Ras Protein Transfer during Trans-Endothelial Migration

The direct exchange of membrane proteins between cells is an intriguing aspect of cell communication which has gained further importance by the recent discovery that membrane-associated signaling molecules like Ras are equally transferred and may elicit a functional signal in recipient cells. While intercellular protein transfer has primarily been investigated for antigen-presenting and effector cells of the immunological synapse, we have hypothesized that this process might be of particular relevance during diapedesis and we have gained initial evidence supporting this concept. When blood cells traverse the endothelial monolayer to extravasate into the surrounding tissue, they are in close contact with endothelial cells which may facilitate the exchange of membrane- associated proteins and promote a rapid signal of activation. We thus propose to investigate the exchange of functionally active Ras between endothelial cells and transmigrating cell populations in two distinct in vitro models: 1. Endothelial Ras transfer into leukocytes upon pro- inflammatory activation of endothelial cells and subsequent diapedesis of leukocytes. 2. Oncogenic Ras transfer onto endothelial cells when tumor cells traverse the endothelium in a metastatic process. The efficiency of transfer, the mode of action and the functional consequences of Ras exchange shall be analyzed in detail. By this investigation we aim to unravel a novel and important aspect of cell communication and deduce potential targets and mechanisms to manipulate the function of extravasating cells.

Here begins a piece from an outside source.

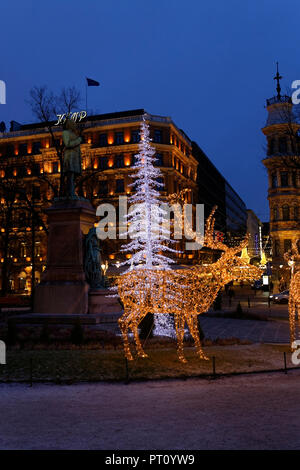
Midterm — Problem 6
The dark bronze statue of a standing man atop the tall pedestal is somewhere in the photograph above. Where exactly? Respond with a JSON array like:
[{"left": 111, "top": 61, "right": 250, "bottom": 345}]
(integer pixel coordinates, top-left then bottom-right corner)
[{"left": 62, "top": 119, "right": 82, "bottom": 199}]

Contact between cells generally involves binding of surface proteins which triggers signals within the cells that lead to cell activation and to functional changes. In addition, cells can exchange whole patches of their surface membrane and thereby transfer proteins and signaling molecules to the interacting cell. The project "Ras protein transfer during trans-endothelial migration" has addressed the question whether the signal molecule Ras is exchanged when cells leave the blood stream to migrate into the tissue and whether the Ras transfer may lead to rapid cell activation. In this process the migrating cells have to traverse the blood vessel wall and are in close contact with vessel-lining endothelial cells. Based on a laboratory model we could show that Ras protein is indeed transferred from endothelial cells to the trans-migrating population. Furthermore, endothelial cells can take up Ras from interacting cells. We have characterized the underlying mechanism of Ras exchange. With respect to cell functions, the uptake of Ras protein from endothelium showed moderate effects of cell activation which are considered supplemental to cell communication via surface protein interactions.